James Patrick (“Jim”) Walsh: PhD, Assistant Professor of Political Science, UC-Denver, and founder of the Romero Theater Troupe, which recently received the National Education Association’s Cesar Chavez Human and Civil Rights Award.
“The Center for the Study of Academic Labor is a new and dynamic initiative at Colorado State University, designed to help us all more fully understand the shifting nature of academic employment and the potential, transformative impact on the mission, culture, and character of U.S. colleges and universities.
As a comprehensive research university fully committed to a world-class residential learning experience for our undergraduates, tenured faculty represent the backbone of our university. Yet, as with many universities, the first experiences of the students we have worked so hard to recruit – and whose success is our reason for being – often come from our non-tenure-track colleagues. These are highly qualified, talented, and committed scholars who have, for too long, been asked to do too much for too little with too little support and recognition.
My own daughters have come home with examples of wonderful experiences with non-tenure-track faculty members, reminding me of the critical impact these educators are making.

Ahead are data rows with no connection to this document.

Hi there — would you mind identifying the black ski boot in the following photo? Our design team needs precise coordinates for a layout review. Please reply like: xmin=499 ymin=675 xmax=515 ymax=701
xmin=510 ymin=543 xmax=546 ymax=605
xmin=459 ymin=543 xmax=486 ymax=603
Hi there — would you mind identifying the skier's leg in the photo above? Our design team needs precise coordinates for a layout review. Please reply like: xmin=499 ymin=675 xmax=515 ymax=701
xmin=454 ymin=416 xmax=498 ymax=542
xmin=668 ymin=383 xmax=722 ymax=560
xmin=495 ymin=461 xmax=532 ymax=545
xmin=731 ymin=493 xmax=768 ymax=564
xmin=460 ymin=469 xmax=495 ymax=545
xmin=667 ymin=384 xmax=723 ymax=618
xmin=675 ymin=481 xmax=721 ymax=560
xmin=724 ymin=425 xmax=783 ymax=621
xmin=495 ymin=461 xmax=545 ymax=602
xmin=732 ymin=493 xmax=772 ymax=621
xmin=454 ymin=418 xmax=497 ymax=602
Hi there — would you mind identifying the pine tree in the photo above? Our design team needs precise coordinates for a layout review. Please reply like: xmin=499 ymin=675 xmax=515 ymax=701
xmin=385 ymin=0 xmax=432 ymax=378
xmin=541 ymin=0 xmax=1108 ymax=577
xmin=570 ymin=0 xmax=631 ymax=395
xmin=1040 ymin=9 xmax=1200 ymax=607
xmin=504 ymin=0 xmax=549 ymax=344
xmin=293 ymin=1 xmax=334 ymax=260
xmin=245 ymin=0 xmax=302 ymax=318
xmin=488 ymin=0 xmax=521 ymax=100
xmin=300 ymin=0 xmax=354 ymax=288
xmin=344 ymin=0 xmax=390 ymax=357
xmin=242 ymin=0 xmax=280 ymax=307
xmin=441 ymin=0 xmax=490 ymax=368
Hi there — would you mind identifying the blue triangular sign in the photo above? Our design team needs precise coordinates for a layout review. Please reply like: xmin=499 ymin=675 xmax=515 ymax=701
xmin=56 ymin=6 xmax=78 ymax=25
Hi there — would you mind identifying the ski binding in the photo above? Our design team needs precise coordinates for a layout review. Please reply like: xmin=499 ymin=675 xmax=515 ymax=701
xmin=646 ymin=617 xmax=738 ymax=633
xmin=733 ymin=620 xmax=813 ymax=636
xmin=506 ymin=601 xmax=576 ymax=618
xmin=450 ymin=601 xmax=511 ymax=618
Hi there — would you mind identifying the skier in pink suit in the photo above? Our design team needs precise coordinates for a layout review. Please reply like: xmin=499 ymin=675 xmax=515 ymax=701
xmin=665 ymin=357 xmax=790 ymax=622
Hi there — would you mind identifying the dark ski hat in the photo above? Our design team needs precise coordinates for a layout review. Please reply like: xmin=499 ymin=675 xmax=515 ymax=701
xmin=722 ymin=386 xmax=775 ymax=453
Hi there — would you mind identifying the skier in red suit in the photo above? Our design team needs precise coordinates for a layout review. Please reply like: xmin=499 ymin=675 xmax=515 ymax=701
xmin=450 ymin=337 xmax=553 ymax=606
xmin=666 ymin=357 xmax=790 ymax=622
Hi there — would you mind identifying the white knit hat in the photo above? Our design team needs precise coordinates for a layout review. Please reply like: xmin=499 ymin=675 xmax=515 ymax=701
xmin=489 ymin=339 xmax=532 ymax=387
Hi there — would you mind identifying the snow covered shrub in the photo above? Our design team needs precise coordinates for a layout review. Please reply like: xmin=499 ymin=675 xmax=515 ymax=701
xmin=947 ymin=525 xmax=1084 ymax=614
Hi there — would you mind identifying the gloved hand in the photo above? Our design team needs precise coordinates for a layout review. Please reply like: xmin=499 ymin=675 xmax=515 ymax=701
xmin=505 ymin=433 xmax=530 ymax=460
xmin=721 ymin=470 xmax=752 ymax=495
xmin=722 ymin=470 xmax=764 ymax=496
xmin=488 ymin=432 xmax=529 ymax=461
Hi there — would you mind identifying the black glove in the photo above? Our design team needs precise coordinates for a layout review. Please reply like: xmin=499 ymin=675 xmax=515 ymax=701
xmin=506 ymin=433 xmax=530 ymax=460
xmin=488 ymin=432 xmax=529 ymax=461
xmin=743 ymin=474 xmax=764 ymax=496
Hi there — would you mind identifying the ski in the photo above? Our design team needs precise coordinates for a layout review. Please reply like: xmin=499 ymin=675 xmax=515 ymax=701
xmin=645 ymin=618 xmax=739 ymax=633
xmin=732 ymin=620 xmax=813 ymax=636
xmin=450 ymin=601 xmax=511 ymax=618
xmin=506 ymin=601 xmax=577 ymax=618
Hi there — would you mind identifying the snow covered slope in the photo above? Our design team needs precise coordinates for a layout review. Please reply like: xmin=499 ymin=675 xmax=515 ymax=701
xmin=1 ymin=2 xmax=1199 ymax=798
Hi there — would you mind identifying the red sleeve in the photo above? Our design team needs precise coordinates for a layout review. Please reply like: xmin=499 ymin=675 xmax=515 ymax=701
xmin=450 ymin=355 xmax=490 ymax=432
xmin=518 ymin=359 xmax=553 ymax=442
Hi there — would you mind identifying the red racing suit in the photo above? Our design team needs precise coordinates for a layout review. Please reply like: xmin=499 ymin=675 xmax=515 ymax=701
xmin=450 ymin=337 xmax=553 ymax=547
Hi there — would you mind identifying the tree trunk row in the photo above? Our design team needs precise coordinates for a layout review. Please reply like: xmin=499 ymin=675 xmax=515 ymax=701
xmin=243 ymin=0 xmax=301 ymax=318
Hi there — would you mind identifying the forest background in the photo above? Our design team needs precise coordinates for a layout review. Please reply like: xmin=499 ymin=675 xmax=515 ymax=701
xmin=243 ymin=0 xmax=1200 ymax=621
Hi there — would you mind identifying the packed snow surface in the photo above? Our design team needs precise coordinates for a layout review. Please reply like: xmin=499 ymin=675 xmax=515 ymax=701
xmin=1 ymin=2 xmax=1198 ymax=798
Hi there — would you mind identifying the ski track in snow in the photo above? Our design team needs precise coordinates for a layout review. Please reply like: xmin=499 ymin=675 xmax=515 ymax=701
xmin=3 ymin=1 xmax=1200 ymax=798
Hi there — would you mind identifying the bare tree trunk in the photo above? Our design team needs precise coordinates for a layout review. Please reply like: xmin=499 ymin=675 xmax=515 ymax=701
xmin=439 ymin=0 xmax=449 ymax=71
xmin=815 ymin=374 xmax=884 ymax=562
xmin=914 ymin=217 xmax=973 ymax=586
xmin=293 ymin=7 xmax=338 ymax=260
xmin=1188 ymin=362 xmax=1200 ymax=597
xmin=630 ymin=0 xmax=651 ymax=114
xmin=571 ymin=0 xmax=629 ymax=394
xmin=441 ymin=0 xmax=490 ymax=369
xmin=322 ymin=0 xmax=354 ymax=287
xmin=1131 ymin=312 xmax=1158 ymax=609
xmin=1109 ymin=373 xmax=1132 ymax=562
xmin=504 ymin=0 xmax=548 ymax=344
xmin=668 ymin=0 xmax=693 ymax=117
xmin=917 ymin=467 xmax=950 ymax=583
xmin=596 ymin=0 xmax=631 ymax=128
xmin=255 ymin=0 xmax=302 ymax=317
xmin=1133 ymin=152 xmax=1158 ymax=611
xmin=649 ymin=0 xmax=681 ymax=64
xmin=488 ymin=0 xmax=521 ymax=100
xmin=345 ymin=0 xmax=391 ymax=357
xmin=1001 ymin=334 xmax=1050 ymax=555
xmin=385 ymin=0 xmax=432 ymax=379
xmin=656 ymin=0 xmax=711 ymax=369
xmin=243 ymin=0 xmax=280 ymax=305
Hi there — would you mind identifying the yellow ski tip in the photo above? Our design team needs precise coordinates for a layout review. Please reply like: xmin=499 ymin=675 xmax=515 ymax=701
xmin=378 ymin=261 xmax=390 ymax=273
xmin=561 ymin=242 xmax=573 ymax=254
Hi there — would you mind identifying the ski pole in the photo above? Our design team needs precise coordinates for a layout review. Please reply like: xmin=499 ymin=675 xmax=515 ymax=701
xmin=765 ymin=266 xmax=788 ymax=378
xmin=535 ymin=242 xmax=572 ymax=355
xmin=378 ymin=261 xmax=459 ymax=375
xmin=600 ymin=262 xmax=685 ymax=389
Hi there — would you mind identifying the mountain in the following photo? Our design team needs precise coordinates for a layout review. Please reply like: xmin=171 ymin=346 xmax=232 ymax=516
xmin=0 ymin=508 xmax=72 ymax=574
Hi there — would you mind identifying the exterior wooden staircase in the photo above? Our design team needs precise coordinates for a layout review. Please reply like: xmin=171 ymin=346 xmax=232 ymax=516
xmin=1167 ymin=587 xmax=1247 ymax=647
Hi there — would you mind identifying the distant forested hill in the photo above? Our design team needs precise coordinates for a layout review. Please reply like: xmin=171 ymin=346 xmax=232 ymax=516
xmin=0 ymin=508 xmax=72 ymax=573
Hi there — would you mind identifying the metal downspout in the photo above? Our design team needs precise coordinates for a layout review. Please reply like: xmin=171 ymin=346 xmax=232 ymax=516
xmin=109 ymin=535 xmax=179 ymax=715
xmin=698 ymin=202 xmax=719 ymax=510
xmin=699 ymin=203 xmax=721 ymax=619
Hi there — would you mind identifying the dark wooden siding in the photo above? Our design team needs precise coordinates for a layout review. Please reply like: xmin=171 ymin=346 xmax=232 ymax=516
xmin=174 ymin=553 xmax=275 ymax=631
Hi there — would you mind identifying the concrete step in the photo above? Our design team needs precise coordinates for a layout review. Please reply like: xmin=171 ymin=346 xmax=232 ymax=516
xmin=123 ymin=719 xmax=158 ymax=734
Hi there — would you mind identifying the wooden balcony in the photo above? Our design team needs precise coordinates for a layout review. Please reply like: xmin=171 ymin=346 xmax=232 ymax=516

This underscores for me how, in turn, we have a responsibility to assure all members of our community have fair pay, benefits, a level of job security, respect, and a voice in shared governance.
Underpinning all of these at an academic institution is the protection of academic freedom, and the CSAL is, itself, a powerful example of why academic freedom and open expression must be preserved as cornerstone values. Through art, information sharing, research, and analysis, we are able to question the foundations and practices of institutions and structures – including our own. To fully and openly address questions related to the evolving academic workforce can often involve difficult challenges to the status quo, whether that status quo is defined by administrative procedure or academic tradition. But these questions simply must be asked, the answers debated – and the CSAL will serve as a powerful force in those conversations.
I am proud to join with my CSAL colleagues in encouraging thoughtful and scholarly exploration of the various forces and pressures that influence the academic labor market, the opportunities we have to transform the role of contingent faculty as full and equal members of the academic labor force, and barriers that hinder our progress. Thank you for joining the conversation.”